Wie gesagt, mehr oder weniger umweltbewusst sind sie schon alle, Atomkraftwerke mögen sie überhaupt nicht, für bessere Luft sind sie allemal, und Abfälle werfen sie fast immer in die dafür vorgesehenen Behälter und nur ganz, ganz selten aus dem fahrenden Auto auf die Autobahn (wenn‘s wirklich keiner sieht...); in den Baldeneysee pinkeln sie auch nicht und geben Batterien brav bei den Sammelstellen ab und werfen die leeren Wein-, Whisky- und Essigflaschen in die großen weißen und grünen Container auf dem Marktplatz -  aber all dies sind halt doch nur sehr bürgerliche Verhaltensweisen, aufgeklärt bürgerlich, gewiss, aber doch nicht zu vergleichen mit der Radikalität, die Kai seinen Welt- und Wertvorstellungen zugrunde legt.

Fleisch beispielsweise lehnt er neuerdings entschieden ab (theoretisch zumindest), weil es von Tieren kommt und Tiere nicht für den Menschen getötet werden dürfen. Auch eher lästige Kleintiere zählt er dazu, ja, er scheut sich nicht, den Wert eines Menschen an dessen Verhältnis zur gemeinen Stubenfliege zu messen. Fleisch also sollte man nicht essen - wobei Wiener Schnitzel, Würstchen und Frikadellen ganz offensichtlich nicht als Fleisch anzusehen sind: denn bei deren Verzehr zeigt Kai nicht die geringsten Skrupel. Dagegen lehnt er Rinderbraten, Hühnerbrust, Schweinebauch, Kalbshaxen, kurz, alles, was schon vom Namen her auf seine tierische Herkunft deutet, radikal ab.
„Ich esse nämlich Vegetarier!“, verkündet er eines Morgens, und damit wird es für all diese langhaarigen Müslis und Körnerfresser, Obstheinis und Salatfetischisten höchste Zeit, sich ab und an zumindest mal eine Bratwurst zu gönnen, wollen sie nicht riskieren, in Kais Kochtopf zu landen...
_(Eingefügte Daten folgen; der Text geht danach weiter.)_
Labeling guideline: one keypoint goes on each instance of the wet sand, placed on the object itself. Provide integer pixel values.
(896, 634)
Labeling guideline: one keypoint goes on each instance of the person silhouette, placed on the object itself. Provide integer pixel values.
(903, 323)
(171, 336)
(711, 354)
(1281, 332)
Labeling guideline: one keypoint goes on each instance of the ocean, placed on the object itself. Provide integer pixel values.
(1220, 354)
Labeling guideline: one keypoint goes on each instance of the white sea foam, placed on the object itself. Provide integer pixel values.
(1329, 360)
Aber nicht nur im Schweine-, Hühnchen- und Fliegen—, kurz, im Tierschutz erschöpfen sich seine umweltpolitischen Aktivitäten, nein, auch gegen die Technik ganz allgemein bezieht er mutig und kompromisslos Stellung:

“Wenn man Technik macht, zerstört man die Natur!“

Diese These wäre in ihrer Radikalität sicher angreifbar, hätte Kai sie nicht selbst veranschaulicht -  in einer merkwürdig poetischen Geschichte, die er eines Abends dem Papa diktiert hat, als dieser gerade mal keine Hefte oder ähnlichen Unfug zu bearbeiten hatte. Dass es der Geschichte ein wenig an innerer Geschlossenheit gebricht, kann nur mäkelnde Kleingeister stören -  eine solche Geschichte kann man nicht analysieren, die muss man einfach verstehen, auf einer höheren Ebene.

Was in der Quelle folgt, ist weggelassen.